Demand Competition Intensifies
Multiple buyer segments are competing for limited natural HDPE bale inventory. Consumer packaged goods companies continue procuring recycled content to meet sustainability commitments and PCR targets, while new entrants like advanced chemical recycling operators bid for the same feedstock. This convergence of tight generation rates, improved recycled resin margins, brand-owner PCR commitments, and elevated logistics costs has pushed natural HDPE bale prices to multi-year highs, reshaping feedstock procurement dynamics.
rPET Market Stability and Export Support
The recycled PET market showed relative stability in May, with bale prices firming modestly due to strengthening export demand that absorbed excess domestic supply. Imported rPET flake values continued rising, driven by elevated freight costs and tight recycled supply in Asia, where substitution from virgin PET sustained global demand. Domestic flake producers maintained competitive pricing by leveraging lower-cost feedstock bales, while the price spread between virgin PET and rPET pellets remained near historic lows, enhancing recycled material competitiveness.

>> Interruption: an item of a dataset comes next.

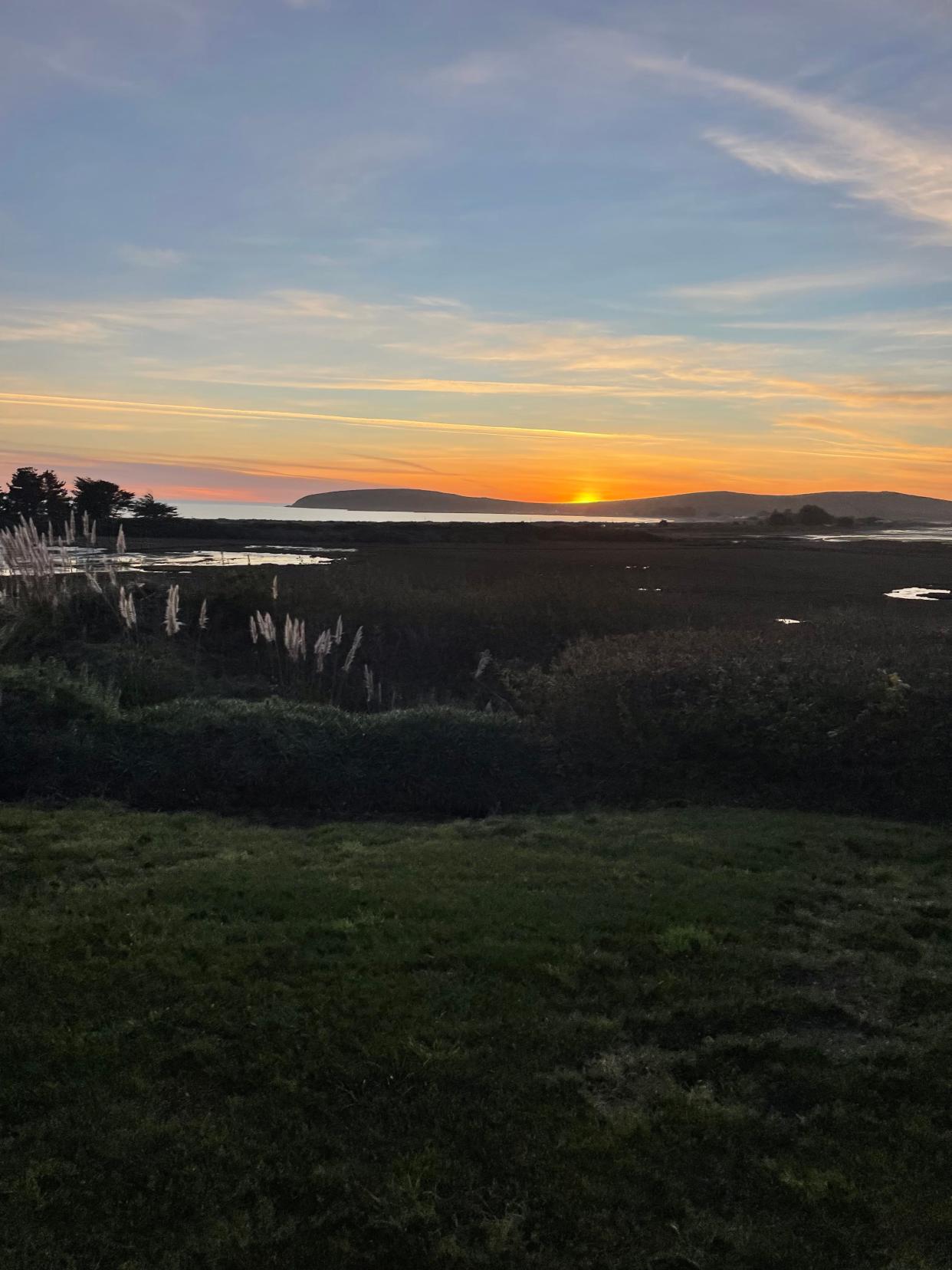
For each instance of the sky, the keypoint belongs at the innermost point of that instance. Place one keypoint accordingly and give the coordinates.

rPP Prices Climb on Supply and Virgin Cost Support
Recycled polypropylene prices climbed nearly 40% this year, tracking a more than 50% surge in virgin PP resin prices since late February. Feedstock availability remained constrained, especially for food-grade streams, as demand for high-quality post-consumer resin outpaced supply and limited FDA-approved capacity restricted output. Demand bifurcated: food-grade and packaging applications stayed firm due to sustainability commitments and regulatory pressure, while automotive and durable goods segments remained subdued with cautious, hand-to-mouth buying.
What Buyers Should Watch
Overseas buyers should monitor the ongoing tightness in natural HDPE bale supply, which may continue to pressure rHDPE prices and affect sourcing costs for food-grade packaging. The narrowing spread between virgin and recycled PET prices could improve competitiveness for rPET in global markets. For rPP, the bifurcated demand pattern suggests opportunities in packaging but caution in automotive sectors. Rising virgin resin costs are providing strong support across recycled markets, enabling recyclers to pass through feedstock and processing costs, which may sustain upward price momentum.